一風堂

 レッドポイントとは、いわば旅路であるという。その途中にいくつもの落とし穴のあるステージであるという。途中で道に迷うこともあるし、旅のしおりもないから、準備不足だって起こりうる。計画を立てて実行する技術、こういうのを何というのだろう。質実剛健かつ意気軒昂で堅忍不抜で不撓不屈なそれを何と呼べばいいだろう。

 

 それはともかく、目標課題への取り組みから得られるものはそれじたいプレシャスでプライスレスである。その経験を今後に生かして、ますます高めていくわけだ。あろうことかクライミング以外にも自然と活用されてしまう。そう考えるとお得な遊びだな、コレ。

 

 とはいえ、そうはいっても、レッドポイントって、あの、なんとなくルートを見に行って、ヤベえなと思って、帰ってきて、また行って、ひとまず触って、打ちのめされて、帰ってきて、また行って、帰ってきて、気がついたら魅せられて、トライアンドエラーで、修業して、いろいろあって、最後には登ると、そういう話でしょ?

 

 ・・・まあ、それはそうなんだけども、週末クライマーの場合でもうすこし長いスパンで考えるとどうなるんだ、という話。

 

 仕事も1年のうちに繁忙期もあれば閑散期もある。私生活もいつも凪いでいるわけではない。時間軸を大きくとると、人生における優先順位のつけかたにまで話は広がってくる。
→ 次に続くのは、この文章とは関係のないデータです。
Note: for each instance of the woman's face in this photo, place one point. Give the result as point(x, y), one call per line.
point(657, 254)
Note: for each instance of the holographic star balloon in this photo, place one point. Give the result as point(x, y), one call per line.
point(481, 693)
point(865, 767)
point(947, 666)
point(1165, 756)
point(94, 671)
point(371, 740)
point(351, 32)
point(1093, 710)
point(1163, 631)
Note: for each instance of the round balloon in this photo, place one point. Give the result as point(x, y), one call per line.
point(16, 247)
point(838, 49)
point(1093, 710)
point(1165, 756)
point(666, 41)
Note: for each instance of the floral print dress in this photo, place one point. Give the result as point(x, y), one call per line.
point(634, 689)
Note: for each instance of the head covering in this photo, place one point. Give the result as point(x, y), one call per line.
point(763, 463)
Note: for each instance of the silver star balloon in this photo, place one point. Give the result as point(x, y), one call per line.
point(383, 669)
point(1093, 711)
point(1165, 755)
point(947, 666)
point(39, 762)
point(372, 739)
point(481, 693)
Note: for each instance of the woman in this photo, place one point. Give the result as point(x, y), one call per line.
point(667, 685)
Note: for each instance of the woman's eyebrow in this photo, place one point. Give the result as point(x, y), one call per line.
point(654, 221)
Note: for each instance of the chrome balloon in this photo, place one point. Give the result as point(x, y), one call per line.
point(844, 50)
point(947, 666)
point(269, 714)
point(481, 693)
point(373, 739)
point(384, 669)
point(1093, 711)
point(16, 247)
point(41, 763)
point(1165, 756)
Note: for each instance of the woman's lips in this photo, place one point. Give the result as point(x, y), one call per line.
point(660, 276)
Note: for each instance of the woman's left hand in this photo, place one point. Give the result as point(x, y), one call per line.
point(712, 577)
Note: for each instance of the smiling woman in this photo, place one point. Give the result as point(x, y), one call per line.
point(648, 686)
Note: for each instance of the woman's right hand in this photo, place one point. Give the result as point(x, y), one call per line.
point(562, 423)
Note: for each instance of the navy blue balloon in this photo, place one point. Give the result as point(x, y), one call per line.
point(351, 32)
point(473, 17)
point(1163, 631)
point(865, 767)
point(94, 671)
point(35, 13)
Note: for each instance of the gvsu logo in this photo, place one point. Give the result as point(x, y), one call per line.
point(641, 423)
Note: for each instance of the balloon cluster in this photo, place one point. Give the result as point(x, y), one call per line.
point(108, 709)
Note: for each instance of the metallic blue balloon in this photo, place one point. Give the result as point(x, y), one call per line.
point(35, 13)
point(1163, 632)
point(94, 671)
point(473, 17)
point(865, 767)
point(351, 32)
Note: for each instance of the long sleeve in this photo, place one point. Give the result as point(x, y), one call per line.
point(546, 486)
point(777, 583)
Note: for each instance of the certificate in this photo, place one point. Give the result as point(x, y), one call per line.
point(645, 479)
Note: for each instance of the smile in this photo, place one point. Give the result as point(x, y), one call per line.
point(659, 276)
1シーズンで登りきれる課題ばかりではないからだ。

 

 その旅を成功裡に成し遂げるのにもっとも大切なのは学ぶこと、とりわけ過去の経験を生かすこと―それが成功であれ失敗であれ―、それが重要なのは周知の事実で、たぶん、困ったときに思い返せる奴は、これまた上級者といっていいのかもしれない。

 

 あ、そういえばレッドポイントって、ドイツのレジェンドクライマーのカート・アルバが、登ったルートに赤いマルをつけたのが由来なのだそうです。